Export – copy or save the plot view as an image or SVG object
Data Filter Descriptions
Projects Projects are delineated by species, mouse or human. Selecting both, or neither, will have the same effect of showing data regardless of species
ACSF Multiple aCSF solutions were used in the experiments from which this data was collected. The primary difference was the calcium concentration which was either 2mM or 1.3 mM. A majority of the data was collected using a calcium concentration of 1.3mM. See Seeman, Campagnola, et al. eLife 2018 for a more in depth description and discussion on why these concentrations were chosen.

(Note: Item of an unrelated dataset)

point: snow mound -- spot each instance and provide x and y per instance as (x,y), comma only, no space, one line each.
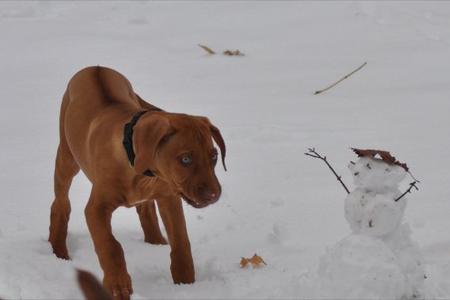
(361,267)
(376,175)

Internal Similar to aCSF, multiple pipette internal solutions were used in these experiments, the main difference being EGTA concentration. A majority of mouse data was collected using a concentration of 0.3mM EGTA while human data was collected using 0.3mM EGTA or No EGTA. See Seeman, Campagnola, et al. eLife 2018 for a more in depth description and discussion on why these concentrations were chosen.
Cell Classes
Define layer by: - The layer designation of a cell can be definied by the layer targeted during the experiment (target layer) or by the annotated layer from DAPI staining post hoc. See our webpage for more information about layer classification.
All Transgenic Classes – This class shows all of the transgenic classes organized by layer. Within each layer is 1-2 excitatory subclasses and the 3 major inhibitory subclasses, Pv, Sst, and Vip. It is best used with Mouse projects.
Excitatory Transgenic Classes – This class will show exclusively the excitatory transgenic subclasses. Because layer is a part of this class definition this matrix is also organized by layer. It can be combined with Inhibitory Transgenic Classes or Inhibitory Transgenic Classes by layer and is best used with Mouse projects.
Inhibitory Transgenic Classes by layer – This class will show all inhibitory subclasses combined and organized by layer.
Inhbitory Transgenic Classes - This class shows each inhibitory subclass collapsed across layers.
All Cells – This class will show all cells organized by layer. This matrix may be used with either Mouse or Human projects and is the best to view both projects simultaneously.
Pyramidal Cells – This class shows cells that were given a pyramidal morphology or spiny dendrite designation and is organized by layer. This is best used for Human projects, though can also be used for Mouse projects.
Non-Pyramidal Cells – This shows cells that were given a non-spiny dendrite designation and is organized by layer. It can be combined with Pyramidal Cells.